Das Truppenlager auf dem Glaubenberg wird derzeit als Asylunterkunft des Bundes genutzt. Das Bild entstand wenige Tage nach der Eröffnung im November 2015. (Bild: Adrian Venetz / Neue OZ)

Die Truppenunterkunft auf dem Glaubenberg wird seit November 2015 als Bundeszentrum für Asylsuchende genutzt. Nun hat eine Delegation des Kantons das Asylzentrum besucht. Vertreter des Staatssekretariats für Migration (SEM) und des Departement für Verteidigung, Bevölkerungsschutz und Sport (VBS) orientierten die Delegation über den Betrieb in den vergangenen sechs Monaten.
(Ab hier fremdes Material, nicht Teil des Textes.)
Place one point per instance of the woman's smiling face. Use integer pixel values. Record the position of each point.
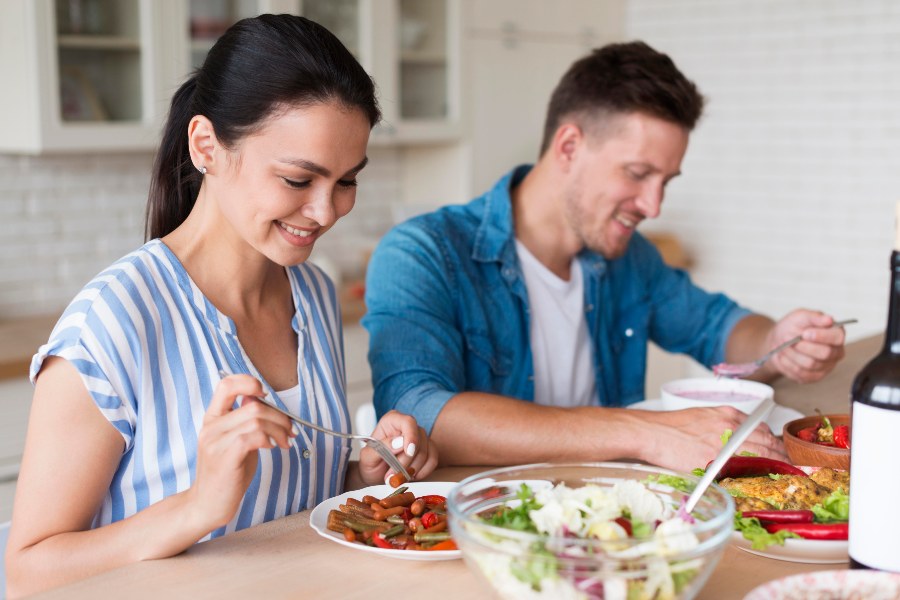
(287, 184)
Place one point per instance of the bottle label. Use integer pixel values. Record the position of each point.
(874, 487)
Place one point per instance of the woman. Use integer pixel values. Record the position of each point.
(259, 158)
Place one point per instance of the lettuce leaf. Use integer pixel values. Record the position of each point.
(756, 534)
(834, 509)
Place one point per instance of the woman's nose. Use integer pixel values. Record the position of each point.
(320, 209)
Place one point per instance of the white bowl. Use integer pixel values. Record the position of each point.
(708, 391)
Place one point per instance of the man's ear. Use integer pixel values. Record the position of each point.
(202, 143)
(566, 142)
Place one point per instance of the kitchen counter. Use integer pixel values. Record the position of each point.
(286, 558)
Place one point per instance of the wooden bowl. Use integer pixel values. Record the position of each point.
(810, 454)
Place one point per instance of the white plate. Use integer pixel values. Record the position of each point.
(319, 519)
(776, 419)
(822, 552)
(872, 585)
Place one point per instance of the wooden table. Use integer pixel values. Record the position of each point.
(288, 559)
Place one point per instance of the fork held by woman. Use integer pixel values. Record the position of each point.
(383, 451)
Nach der sechsmonatigen Notbelegung der Truppenunterkunft bewerten die Verantwortlichen des Kantons die Zwischenbilanz positiv.
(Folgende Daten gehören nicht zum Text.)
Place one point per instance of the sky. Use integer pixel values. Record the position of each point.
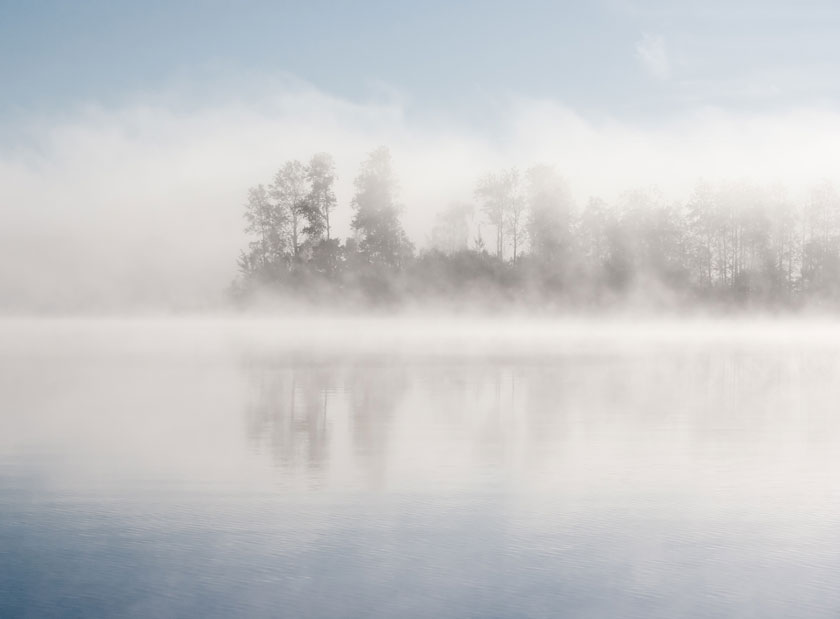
(125, 127)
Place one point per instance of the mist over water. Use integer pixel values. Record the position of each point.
(384, 468)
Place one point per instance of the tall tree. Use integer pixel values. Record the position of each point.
(452, 228)
(290, 191)
(503, 204)
(321, 199)
(551, 207)
(376, 220)
(267, 224)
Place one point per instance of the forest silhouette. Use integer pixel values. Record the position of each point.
(526, 243)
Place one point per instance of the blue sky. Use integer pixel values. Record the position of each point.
(622, 59)
(125, 127)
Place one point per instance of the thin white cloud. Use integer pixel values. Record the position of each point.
(141, 205)
(651, 52)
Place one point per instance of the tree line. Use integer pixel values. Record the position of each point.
(525, 241)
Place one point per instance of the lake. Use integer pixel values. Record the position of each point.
(314, 467)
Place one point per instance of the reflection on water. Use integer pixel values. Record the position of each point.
(650, 482)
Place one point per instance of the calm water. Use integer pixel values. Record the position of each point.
(162, 468)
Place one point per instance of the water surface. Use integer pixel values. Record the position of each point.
(340, 468)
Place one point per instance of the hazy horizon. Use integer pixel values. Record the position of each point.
(124, 189)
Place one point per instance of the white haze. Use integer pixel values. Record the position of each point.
(140, 206)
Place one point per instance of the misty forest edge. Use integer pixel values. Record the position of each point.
(732, 244)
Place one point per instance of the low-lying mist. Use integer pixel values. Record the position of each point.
(140, 209)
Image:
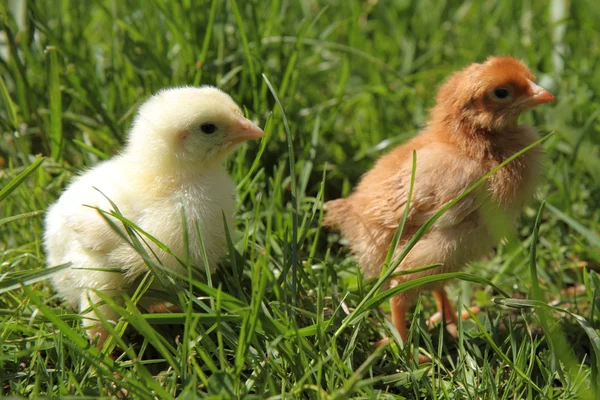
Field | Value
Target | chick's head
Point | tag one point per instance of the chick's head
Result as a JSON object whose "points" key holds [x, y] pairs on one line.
{"points": [[195, 125], [491, 95]]}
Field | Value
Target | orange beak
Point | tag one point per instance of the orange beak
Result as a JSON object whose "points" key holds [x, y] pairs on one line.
{"points": [[246, 130], [539, 95]]}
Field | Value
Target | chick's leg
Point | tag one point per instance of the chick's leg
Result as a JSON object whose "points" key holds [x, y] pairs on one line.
{"points": [[447, 312], [91, 323], [398, 306]]}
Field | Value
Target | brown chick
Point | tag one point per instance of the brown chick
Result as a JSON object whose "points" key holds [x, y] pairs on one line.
{"points": [[472, 129]]}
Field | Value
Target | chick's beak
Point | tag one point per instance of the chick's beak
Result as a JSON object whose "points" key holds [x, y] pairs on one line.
{"points": [[246, 130], [539, 95]]}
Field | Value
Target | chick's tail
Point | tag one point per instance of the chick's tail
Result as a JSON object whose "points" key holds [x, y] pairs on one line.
{"points": [[336, 213]]}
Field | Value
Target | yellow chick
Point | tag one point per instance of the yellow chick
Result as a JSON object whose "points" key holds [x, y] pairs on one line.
{"points": [[174, 160]]}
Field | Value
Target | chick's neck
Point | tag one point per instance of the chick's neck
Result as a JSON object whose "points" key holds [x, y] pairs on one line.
{"points": [[166, 172], [478, 139]]}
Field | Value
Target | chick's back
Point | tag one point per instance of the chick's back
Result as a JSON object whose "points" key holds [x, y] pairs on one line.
{"points": [[369, 217], [78, 234]]}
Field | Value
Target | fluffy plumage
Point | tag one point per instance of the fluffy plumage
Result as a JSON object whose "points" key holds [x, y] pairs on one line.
{"points": [[174, 159], [472, 129]]}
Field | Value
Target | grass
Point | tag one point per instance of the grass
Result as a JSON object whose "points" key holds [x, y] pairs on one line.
{"points": [[335, 84]]}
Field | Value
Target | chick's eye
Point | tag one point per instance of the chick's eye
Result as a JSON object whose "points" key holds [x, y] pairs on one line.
{"points": [[501, 93], [208, 128]]}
Zusammenarbeit funktioniert

Denn die Zusammenarbeit der Betreiber des Bundesasylzentrums mit verschiedenen Partnern habe sich eingespielt, heisst es in der Medienmitteilung des Sicherheits- und Justizdepartements des Kantons Obwalden. Die verschiedenen Polizeieinsätze im Zusammenhang mit dem Zentrum hätten rasch und koordiniert vollzogen werden können, im Zentrum sei eine Gesundheitsstation für Abklärungen vor Ort unter der Leitung einer Pflegefachperson eingerichtet worden und die durch ein Konsortium der im Glaubenberg tätigen Wirte organisierte Verpflegung funktioniere gut.
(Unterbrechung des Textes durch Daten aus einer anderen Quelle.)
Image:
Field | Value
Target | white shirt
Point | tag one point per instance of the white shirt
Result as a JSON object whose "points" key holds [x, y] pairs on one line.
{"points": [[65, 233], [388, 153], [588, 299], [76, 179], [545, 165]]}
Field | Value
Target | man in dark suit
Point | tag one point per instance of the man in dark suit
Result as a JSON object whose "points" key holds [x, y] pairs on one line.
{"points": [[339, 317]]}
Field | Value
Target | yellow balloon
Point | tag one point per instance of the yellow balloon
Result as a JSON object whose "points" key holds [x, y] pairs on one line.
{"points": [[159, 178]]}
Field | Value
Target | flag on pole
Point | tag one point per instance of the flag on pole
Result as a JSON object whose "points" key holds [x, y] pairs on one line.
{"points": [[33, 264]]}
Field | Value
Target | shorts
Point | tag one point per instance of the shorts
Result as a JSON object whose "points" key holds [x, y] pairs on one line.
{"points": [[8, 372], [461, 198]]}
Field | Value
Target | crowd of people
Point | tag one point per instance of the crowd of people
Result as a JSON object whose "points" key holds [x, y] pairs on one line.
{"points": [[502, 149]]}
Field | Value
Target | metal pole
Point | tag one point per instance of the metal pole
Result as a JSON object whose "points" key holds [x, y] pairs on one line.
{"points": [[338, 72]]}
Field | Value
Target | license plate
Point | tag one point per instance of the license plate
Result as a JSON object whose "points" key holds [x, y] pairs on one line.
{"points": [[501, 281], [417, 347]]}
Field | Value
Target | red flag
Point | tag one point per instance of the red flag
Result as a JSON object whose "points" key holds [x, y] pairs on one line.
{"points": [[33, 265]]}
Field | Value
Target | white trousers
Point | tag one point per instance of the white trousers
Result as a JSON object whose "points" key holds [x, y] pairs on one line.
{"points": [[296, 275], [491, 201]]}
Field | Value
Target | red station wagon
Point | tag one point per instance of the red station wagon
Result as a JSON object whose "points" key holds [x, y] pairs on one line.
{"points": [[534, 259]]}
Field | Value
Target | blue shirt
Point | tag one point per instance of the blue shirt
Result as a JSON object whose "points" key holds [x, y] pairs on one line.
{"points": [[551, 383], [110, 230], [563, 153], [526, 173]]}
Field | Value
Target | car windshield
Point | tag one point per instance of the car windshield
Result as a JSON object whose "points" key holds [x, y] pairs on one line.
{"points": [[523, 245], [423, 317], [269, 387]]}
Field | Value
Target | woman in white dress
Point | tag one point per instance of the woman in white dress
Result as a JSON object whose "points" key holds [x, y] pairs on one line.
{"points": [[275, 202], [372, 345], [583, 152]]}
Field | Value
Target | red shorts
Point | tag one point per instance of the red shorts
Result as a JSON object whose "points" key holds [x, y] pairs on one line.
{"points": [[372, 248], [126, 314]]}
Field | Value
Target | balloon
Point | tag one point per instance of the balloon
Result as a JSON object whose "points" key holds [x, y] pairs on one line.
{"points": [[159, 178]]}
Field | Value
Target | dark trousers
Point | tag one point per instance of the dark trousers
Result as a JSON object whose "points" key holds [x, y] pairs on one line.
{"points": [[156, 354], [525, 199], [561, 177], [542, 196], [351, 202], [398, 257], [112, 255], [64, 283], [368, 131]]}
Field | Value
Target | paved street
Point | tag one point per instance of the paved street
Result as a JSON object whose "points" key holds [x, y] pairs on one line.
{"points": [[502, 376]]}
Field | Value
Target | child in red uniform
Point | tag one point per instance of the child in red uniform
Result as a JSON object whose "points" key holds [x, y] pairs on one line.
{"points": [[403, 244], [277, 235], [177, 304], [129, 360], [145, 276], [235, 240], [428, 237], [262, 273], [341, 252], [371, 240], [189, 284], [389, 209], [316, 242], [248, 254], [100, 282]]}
Weiter seien Beschäftigungsporgramme für die Asylsuchenden innerhalb und ausserhalb des Bundeszentrums angelaufen und die Asylsuchenden in den Betreib eingebunden indem sie diverse Aufgaben übernehmen. Seit Anfang Mai läuft das gemeinnützige Beschäftigungsprogramm in Zusammenarbeit mit der Gemeinde Sarnen.

Der Delegation, welche das Zentrum besuchte, gehörten die aktuelle Vorsteherin des Sicherheits- und Justizdepartements sowie der künftige Vorsteher des Sicherheits- und Justizdepartements, der Obwaldner Nationalrat sowie der Ständerat und der Kommandant der Kantonspolizei an.

Parallelnutzung mit Militär startet Ende Juni

Zu Beginn wurden im Notbetrieb die Kapazitäten von bis zu 400 Asylsuchenden ausgeschöpft. In den letzten Monaten ist die Belegungszahl gesunken. Die Notbelegung ist nun in die dreijährige Nutzung für maximal 240 Asylsuchende im Parallelbetrieb mit dem Militär übergegangen, wie in der ursprünglichen Vereinbarung
zwischen dem SEM, dem VBS und der Gemeinde Sarnen vorgesehen. Die Umbauarbeiten für einen vollständig getrennten und eigenständigen Betrieb seien abgeschlossen, teilt das Sicherheits- und Justizdepartement am Montag mit. Ende Juni startet die erste militärische Belegung im Parallelbetrieb.